Friday, August 21, 2009

More on those problems with example web2py configurations for mod_wsgi.

In the last post about web2py I covered the problems with the HTTP configuration for using mod_wsgi. This time will look at the combined HTTP/HTTPS configurations from the web2py book. The configuration in this case is as follows.
1  ### for requests on port 80
2 NameVirtualHost *:80
3 <VirtualHost *:80>
4 ### set the servername
5 ServerName example.com
6 ### alias the location of applications (for static files)
7 Alias / /home/web2py/applications/
8 ### setup WSGI
9 WSGIScriptAlias / /home/web2py/wsgihandler.py
10 WSGIDaemonProcess web2py user=www-data group=www-data \
11 home=/home/web2py/ \
12 processes=10 maximum-requests=500
13 ### admin requires SSL
14 <Location "/admin">
15 SSLRequireSSL
16 </Location>
17 ### appadmin requires SSL
18 <LocationMatch "ˆ(/[\w_]*/appadmin/.*)">
19 SSLRequireSSL
20 </LocationMatch>
21 ### static files do not need WSGI
22 <LocationMatch "ˆ(/[\w_]*/static/.*)">
23 Order Allow,Deny
24 Allow from all
25 </LocationMatch>
26 ### everything else goes over WSGI
27 <Location "/">
28 Order deny,allow
29 Allow from all
30 WSGIProcessGroup web2py
31 </Location>
32 LogFormat "%h %l %u %t \"%r\" %>s %b" common
33 CustomLog /var/log/apache2/access.log common
34 </VirtualHost>
35 ### for requests via SSL (port 443) enable SSL
36 NameVirtualHost *:443
37 <VirtualHost *:443>
38 ServerName example.com
39 Alias / /home/web2py/applications/
40 WSGIScriptAlias / /home/web2py/wsgihandler.py
41 WSGIDaemonProcess web2py user=www-data group=www-data \
42 home=/home/web2py/ \
43 processes=10 maximum-requests=500
44 SSLEngine On
45 SSLCertificateFile /etc/apache2/ssl/server.crt
46 SSLCertificateKeyFile /etc/apache2/ssl/server.key
47 <LocationMatch "ˆ(/[\w_]*/static/.*)">
48 Order Allow,Deny
49 Allow from all
50 </Location>
51 <Location "/">
52 Order deny,allow
53 Allow from all
54 WSGIProcessGroup web2py
55 </Location>>
56 LogFormat "%h %l %u %t \"%r\" %>s %b" common
57 CustomLog /var/log/apache2/access.log common
58 </VirtualHost>
As already stated in the last post, this has all the same problems as for the HTTP only configuration. Because a separate VirtualHost is used for HTTP and HTTPS, the problems are actually duplicated and occur in each VirtualHost. I will not cover all that again, so ensure you read the last post.

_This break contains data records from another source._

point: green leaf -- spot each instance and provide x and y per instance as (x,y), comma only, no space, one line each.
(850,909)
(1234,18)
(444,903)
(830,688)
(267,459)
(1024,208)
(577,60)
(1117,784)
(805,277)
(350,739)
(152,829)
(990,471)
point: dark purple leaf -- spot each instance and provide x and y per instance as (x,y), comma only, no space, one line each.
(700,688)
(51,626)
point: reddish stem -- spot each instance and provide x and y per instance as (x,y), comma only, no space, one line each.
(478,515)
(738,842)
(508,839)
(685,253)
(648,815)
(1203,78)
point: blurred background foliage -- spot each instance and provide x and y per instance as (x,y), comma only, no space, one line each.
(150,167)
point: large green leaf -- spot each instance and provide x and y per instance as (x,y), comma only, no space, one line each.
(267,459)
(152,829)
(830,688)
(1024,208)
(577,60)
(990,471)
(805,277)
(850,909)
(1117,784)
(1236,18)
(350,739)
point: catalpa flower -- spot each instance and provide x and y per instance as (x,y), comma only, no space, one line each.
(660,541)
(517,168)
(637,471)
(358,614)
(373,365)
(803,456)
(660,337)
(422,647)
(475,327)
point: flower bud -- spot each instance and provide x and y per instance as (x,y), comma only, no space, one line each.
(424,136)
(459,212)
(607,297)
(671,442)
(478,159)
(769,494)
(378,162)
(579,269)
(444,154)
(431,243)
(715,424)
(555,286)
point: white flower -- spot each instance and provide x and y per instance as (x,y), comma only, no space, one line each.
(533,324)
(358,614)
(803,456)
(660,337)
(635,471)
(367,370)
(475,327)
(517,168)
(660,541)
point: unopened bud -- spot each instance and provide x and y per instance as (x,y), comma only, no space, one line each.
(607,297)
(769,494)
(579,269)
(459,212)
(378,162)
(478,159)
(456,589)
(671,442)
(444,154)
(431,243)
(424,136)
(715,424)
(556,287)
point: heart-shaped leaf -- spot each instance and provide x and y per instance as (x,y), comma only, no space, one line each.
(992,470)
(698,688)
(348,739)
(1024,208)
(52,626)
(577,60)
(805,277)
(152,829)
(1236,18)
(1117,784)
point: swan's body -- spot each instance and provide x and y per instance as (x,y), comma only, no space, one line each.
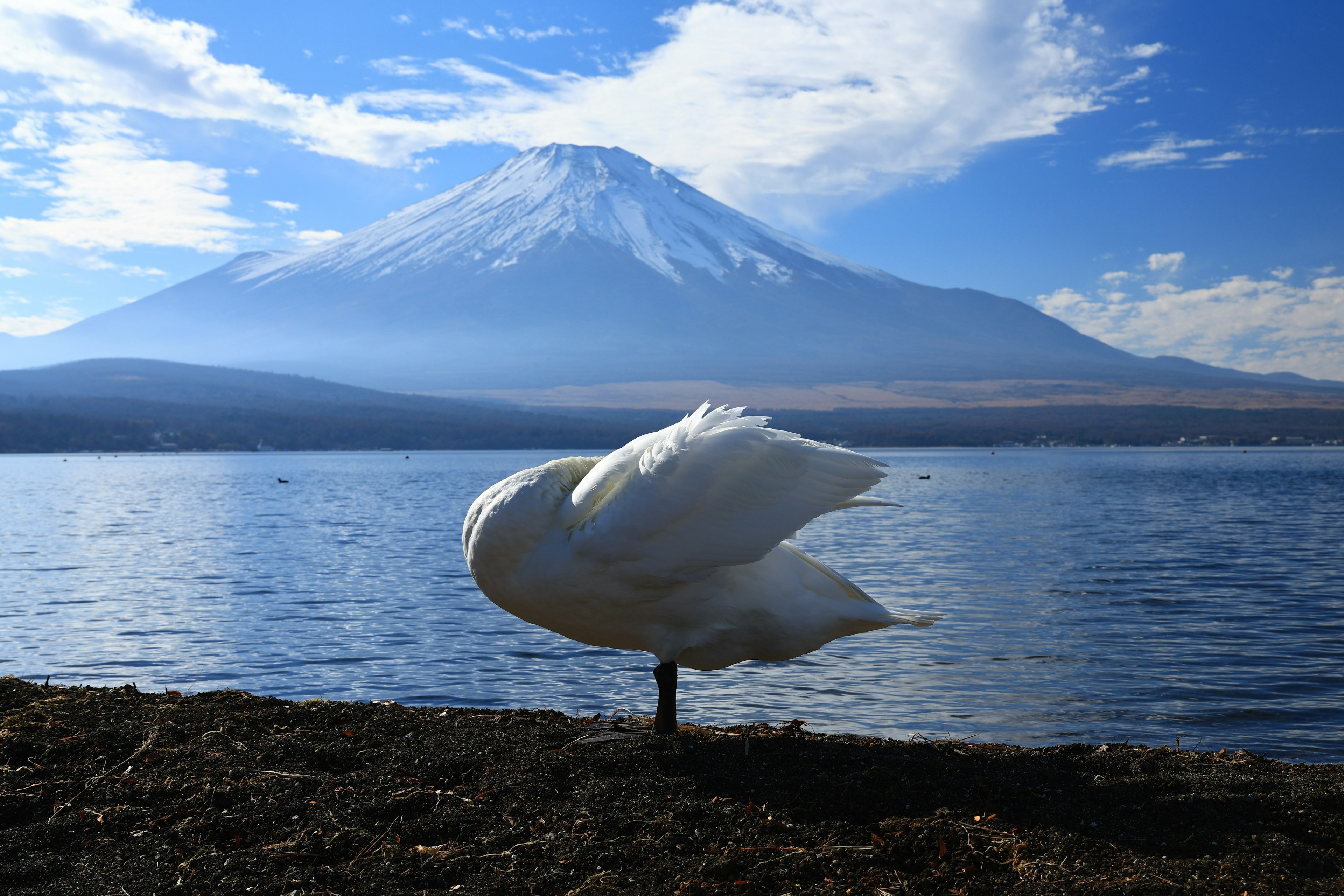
(675,545)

On top of those problems, the HTTPS configuration contains an additional mistake, this time in how mod_wsgi is used.

The mistake here is having a second WSGIDaemonProcess directive at line 41. Doing this will fail because the same daemon process group name of 'web2py' was used as the first argument to the directive, as was used in the WSGIDaemonProcess directive at line 10. The mod_wsgi module will reject this, as the names for daemon process groups must be unique no matter what context they are placed in.

The first thought might be just to change the name as well as the reference to it in the WSGIProcessGroup directive at line 54. Although this will work, it does mean you then have a second daemon process group containing another 10 processes just for handling the HTTPS requests. As I already explained, the number of processes/threads was excessive and doing that would just make the problem twice as bad.

What one really wants is for both HTTP and HTTPS requests to use the same daemon process group. There are two ways one could achieve this.

The first is to delete the WSGIDaemonProcess directive at line 41 and move the WSGIDaemonProcess directive at line 10 outside of both VirtualHost definitions. In other words, it is placed at global scope within the Apache configuration. By doing this, WSGI applications within any VirtualHost, regardless of ServerName, could be delegated to that daemon process group.

If this your own system and you aren't hosting sites for other users, doing it this way is likely acceptable. If you want a slightly more secure configuration, you should still delete the WSGIDaemonProcess directive at line 41, but leave that at line 10 in place.

What is being relied upon in that case is that mod_wsgi will allow you to reference using the WSGIProcessGroup directive, a daemon process group specified in the context of another VirtualHost, so long as the ServerName for the VirtualHost is the same.

This is a bit safer, because having the WSGIDaemonProcess directive within the VirtualHost means you can't accidentally delegate a WSGI application to it from a VirtualHost for a different ServerName set up for a different user.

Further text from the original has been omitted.